Dari ayat tersebut jelaslah bahwa manusia yang beruntung itu adalah Pertama: Manusia yang beriman kepada Allah SWT. Nah, keimanan itu paling tidak harus diyakini di dalam hati, diucapkan dengan lisan dan diamalkan dalam perbuatan. Orang yang beriman dan tidak mau beramal, maka keimanannya belum sempurna. Orang yang beriman hanya diyakini dalam hati saja, maka keimanannya belum sempurna. Orang yang beriman hanya diucapkan saja, maka keimanannya belum sempurna. Kedua: Orang-orang yang beramal sholeh. Amal sholeh adalah amal kebaikan. Orang yang selalu beramal sholeh, maka hidupnya akan mulia. Oleh karena itu hiasilah hidup ini dengan amal sholeh. Ketiga: Nasehat menasehati dalam kebenaran dan kesabaran. Nasehat itu sangat diperlukan. Seseorang itu tidak bisa terlepas dari nasehat. Dengan nasehat, seseorang bisa terselamatkan dari kesesatan dan kedholiman. Dan dengan nasehat pula seseorang bisa meningkat keimanan dan ketaqwaannya kepada Allah SWT.

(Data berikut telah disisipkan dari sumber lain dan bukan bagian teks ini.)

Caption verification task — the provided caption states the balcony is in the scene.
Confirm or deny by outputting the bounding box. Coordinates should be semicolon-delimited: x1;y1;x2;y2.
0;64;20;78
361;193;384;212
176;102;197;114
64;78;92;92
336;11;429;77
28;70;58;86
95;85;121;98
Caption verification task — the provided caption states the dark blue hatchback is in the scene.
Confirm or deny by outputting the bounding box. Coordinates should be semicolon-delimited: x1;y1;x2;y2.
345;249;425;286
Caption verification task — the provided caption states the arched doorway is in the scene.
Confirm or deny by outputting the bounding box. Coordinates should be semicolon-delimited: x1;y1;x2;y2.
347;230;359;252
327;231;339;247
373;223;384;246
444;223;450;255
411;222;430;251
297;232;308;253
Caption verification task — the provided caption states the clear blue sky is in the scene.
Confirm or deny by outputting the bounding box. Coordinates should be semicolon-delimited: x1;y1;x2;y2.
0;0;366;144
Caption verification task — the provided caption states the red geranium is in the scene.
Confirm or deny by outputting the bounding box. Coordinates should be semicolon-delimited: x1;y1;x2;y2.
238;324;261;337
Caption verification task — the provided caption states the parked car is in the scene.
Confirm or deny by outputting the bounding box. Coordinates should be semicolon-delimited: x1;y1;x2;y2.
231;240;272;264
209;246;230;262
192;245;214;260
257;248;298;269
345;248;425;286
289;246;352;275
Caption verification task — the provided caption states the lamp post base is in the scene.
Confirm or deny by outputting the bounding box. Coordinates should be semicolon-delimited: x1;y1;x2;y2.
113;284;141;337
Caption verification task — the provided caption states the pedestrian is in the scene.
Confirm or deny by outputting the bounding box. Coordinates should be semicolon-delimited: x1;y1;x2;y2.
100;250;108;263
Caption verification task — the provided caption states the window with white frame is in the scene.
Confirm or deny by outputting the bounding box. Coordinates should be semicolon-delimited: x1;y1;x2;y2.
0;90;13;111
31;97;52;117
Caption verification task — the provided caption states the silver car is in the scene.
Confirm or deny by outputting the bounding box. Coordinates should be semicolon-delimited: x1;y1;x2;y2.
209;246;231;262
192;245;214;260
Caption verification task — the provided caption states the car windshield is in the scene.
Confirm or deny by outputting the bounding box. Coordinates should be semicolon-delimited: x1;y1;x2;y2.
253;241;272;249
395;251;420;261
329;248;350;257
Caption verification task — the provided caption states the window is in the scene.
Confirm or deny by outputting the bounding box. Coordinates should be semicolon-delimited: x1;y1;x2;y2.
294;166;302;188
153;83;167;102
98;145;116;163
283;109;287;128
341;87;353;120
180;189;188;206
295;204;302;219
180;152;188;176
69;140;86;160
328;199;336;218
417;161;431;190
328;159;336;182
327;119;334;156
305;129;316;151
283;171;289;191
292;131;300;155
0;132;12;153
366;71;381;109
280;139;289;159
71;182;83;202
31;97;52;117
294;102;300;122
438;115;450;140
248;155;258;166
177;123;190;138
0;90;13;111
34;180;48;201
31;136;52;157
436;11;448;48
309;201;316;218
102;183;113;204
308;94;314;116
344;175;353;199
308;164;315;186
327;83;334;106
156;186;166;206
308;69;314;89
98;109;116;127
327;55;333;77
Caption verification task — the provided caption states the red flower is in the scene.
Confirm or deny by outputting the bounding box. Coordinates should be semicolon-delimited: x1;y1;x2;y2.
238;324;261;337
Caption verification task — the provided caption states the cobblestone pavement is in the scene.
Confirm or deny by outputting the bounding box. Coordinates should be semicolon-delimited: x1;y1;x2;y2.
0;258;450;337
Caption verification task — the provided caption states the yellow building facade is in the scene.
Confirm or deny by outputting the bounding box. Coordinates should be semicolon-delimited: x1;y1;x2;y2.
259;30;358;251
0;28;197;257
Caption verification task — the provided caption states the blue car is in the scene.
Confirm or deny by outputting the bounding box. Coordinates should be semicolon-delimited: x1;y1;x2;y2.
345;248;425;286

Pada dasarnya, semua orang menginginkan hidupnya beruntung. Untuk mendapatkan keberuntungan itu tentu melalui perjuangan yang tidak mudah sebagaimana membalikkan telapak tangan. Orang yang beruntung harus mau berkorban. Pengorbanan itu memerlukan latihan.

Pengurbanan itu banyak macam dan ragamnya; pengorbanan dalam bentuk waktu, pengorbanan dalam bentuk tenaga, pengorbanan dalam bentuk harta dan bahkan pengorbanan dalam bentuk jiwapun diperlukan untuk menegakkan kalimatullah al-haq.

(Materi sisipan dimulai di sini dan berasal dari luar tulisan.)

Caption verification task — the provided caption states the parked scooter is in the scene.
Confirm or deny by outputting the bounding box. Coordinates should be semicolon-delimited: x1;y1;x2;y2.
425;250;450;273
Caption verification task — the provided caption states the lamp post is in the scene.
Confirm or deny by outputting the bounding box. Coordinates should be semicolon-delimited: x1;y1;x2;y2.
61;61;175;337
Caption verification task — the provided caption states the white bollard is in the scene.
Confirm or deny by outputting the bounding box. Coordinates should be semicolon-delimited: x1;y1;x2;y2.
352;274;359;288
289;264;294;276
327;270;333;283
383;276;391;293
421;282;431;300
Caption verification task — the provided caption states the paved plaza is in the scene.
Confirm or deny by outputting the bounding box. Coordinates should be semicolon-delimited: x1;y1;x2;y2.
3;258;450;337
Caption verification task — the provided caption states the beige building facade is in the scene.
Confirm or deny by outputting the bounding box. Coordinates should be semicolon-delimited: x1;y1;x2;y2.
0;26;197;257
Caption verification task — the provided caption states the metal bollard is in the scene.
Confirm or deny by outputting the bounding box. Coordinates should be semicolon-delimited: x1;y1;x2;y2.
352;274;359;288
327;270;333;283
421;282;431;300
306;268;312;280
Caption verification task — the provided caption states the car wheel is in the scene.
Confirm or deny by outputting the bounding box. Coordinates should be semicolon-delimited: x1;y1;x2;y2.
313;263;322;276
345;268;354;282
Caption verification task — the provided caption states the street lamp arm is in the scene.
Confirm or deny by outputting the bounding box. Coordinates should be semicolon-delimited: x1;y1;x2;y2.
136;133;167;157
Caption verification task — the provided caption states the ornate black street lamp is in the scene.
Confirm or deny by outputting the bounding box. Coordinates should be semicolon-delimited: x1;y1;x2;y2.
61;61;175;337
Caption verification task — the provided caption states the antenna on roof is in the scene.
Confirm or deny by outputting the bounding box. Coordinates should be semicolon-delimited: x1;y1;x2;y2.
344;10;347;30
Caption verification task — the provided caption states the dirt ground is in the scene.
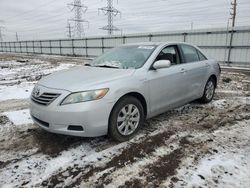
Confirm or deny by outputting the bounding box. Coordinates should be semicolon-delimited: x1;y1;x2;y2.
0;54;250;188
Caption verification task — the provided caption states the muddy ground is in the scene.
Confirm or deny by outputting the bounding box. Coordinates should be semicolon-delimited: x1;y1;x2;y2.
0;54;250;187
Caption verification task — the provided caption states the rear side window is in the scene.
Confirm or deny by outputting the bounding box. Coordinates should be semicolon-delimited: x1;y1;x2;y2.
181;45;200;63
197;50;207;61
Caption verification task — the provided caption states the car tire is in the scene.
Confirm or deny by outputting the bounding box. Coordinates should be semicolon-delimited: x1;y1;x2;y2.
200;78;215;103
108;96;145;142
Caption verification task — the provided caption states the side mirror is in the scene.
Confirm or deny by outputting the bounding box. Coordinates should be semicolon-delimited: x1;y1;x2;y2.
153;60;171;70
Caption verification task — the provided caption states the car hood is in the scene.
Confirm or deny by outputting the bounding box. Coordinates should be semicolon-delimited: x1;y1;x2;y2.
38;66;135;92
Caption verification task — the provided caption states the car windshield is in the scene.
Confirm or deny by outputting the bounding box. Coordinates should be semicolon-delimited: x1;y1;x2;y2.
93;45;156;69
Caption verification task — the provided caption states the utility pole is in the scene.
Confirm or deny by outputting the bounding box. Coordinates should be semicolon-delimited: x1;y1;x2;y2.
227;0;237;64
16;32;18;41
66;23;73;39
230;0;237;27
68;0;89;38
98;0;121;35
0;26;4;42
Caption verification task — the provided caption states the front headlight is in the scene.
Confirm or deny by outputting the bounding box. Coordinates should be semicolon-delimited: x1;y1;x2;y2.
61;88;109;105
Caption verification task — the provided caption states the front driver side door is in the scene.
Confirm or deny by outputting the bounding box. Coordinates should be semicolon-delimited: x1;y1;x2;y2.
147;46;187;115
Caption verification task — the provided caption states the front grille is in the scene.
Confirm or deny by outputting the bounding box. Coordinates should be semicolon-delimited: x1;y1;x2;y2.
32;116;49;128
31;93;60;106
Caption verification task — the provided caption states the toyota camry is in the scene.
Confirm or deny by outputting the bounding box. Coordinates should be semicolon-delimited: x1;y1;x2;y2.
30;42;220;141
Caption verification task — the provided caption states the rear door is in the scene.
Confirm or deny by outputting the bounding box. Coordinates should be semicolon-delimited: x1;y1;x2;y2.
179;44;209;100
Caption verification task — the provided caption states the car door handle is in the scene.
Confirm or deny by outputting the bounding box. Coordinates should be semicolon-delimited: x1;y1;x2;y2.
181;69;187;73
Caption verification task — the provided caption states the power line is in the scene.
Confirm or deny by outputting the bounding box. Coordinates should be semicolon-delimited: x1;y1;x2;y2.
98;0;121;35
68;0;89;38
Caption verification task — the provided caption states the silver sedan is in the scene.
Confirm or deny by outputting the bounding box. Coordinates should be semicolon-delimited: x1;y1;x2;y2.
30;43;220;141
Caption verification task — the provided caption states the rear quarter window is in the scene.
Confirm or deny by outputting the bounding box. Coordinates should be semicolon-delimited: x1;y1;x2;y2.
197;50;207;61
181;45;200;63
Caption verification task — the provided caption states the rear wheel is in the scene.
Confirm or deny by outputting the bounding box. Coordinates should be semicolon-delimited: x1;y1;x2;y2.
200;78;215;103
109;96;145;142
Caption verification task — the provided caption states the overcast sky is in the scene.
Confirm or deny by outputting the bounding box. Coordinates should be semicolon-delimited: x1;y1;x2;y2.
0;0;250;41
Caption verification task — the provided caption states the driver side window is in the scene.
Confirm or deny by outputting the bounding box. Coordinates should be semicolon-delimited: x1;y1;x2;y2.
156;46;179;65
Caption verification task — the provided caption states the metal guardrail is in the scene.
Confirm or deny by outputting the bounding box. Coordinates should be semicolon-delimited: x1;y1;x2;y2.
0;27;250;66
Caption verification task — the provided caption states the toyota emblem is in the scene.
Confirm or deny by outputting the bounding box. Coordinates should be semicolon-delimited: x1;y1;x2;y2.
33;87;40;97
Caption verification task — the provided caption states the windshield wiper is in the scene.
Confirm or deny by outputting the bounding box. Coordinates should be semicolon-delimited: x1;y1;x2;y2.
95;65;120;69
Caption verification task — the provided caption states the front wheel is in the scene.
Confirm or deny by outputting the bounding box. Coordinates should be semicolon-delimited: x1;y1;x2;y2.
200;78;215;103
109;96;145;142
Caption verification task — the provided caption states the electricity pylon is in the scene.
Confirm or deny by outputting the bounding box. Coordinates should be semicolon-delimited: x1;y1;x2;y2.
98;0;121;35
68;0;89;38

Kita sadari, bahwa manusia hidup di dunia ini hanyalah sementara. Maka janganlah kita terpedaya dengan kehidupan dunia yang penuh dengan macam ragamnya. Maka janganlah kita salah dalam memilih macam ragam kehidupan dunia. Kita harus menentukan, mana yang baik, mana yang haq itulah yang harus kita dekati dan kita ambil. Dan mana yang jelek, mana yang batil itulah yang harus kita jauhi dan kita tinggalkan.

Kita jadikan kehidupan di dunia yang sementara ini untuk mencapai kehidupan akherat yang kekal abadi. Seorang yang beriman, tentunya akan berfikir panjang, karena ia tahu bahwa nanti ia akan berjumpa dengan kehidupan akherat. Ia selalu berhati-hati dalam berbuat, berucap dan bertingkah laku di dunia ini. Karena semuanya akan dipertanggungjawabkan di hadapan Allah SWT dalam kehidupan akherat nanti.

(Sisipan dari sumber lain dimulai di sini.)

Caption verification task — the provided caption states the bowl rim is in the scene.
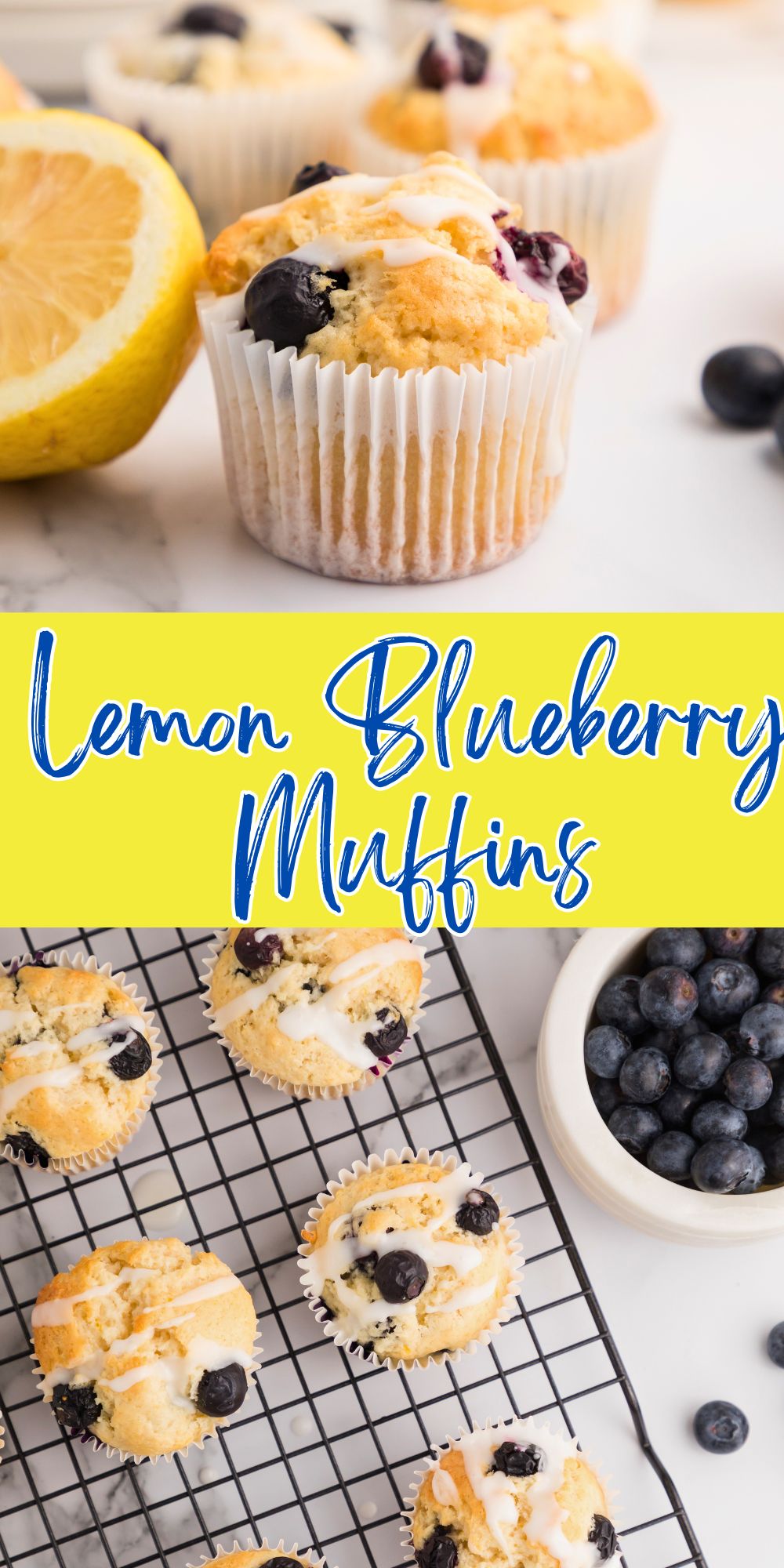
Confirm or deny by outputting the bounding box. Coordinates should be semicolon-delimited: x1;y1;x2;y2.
538;927;784;1242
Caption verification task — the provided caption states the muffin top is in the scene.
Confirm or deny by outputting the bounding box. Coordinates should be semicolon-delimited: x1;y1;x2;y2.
207;152;588;375
411;1421;616;1568
0;964;152;1165
367;11;655;163
303;1160;513;1361
33;1239;256;1457
210;927;423;1088
114;0;361;93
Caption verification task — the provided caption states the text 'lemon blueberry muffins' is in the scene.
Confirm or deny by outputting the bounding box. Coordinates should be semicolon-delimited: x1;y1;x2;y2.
86;0;378;234
405;1419;618;1568
202;927;426;1099
33;1237;257;1460
201;154;594;582
0;953;158;1171
350;13;663;320
299;1149;522;1369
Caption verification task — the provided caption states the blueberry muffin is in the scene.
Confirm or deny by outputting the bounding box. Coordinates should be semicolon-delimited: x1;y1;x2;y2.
33;1239;256;1458
0;963;157;1167
411;1421;618;1568
301;1154;519;1364
209;927;423;1093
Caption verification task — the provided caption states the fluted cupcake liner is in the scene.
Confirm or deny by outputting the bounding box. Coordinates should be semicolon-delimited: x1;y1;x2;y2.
0;950;162;1176
199;284;594;583
199;930;430;1099
400;1416;621;1562
298;1148;525;1372
348;119;666;325
85;42;381;238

Orang yang beriman, akan berbeda dengan orang yang tidak beriman. Perbedaannya yang nampak jelas adalah orang yang beriman itu memiliki orientasi yang jauh yaitu akherat, sedangkan orang yang tidak beriman orientasinya hanyalah dunia saja dan mengesampingkan kehidupan akherat. Ia lebih banyak mengejar materi saja, dan melupakan rohaninya. Padahal, kebahagiaan itu meliputi kebahagiaan dunia dan akherat, kebahagiaan jasmani dan rohani. Orang yang hanya mementingkan kebahagiaan dunia saja, maka kebahagiaannya tidak seimbang. Orang yang hanya mementingkan materi saja, maka kehidupannya tidak seimbang. Seharusnya kebahagiaan dunia akherat dan kebahagiaan jasmani rohani harus ada dalam diri seseorang yang mencari kebahagiaan yang hakiki.
Allah SWT menciptakan kehidupan dunia ini adalah sebagai ujian bagi manusia untuk menentukan siapa yang paling baik amalnya dan siapa yang bisa menjaga ketiga potensi yang diamanatkan Allah SWT berupa hati, akal dan jasad. Bagi orang-orang yang bisa menjaga amanat yang Allah SWT berikan, maka ia akan menjadi mulia di sisi Allah SWT, dan begitu pula sebaliknya. Wallahu A’lam.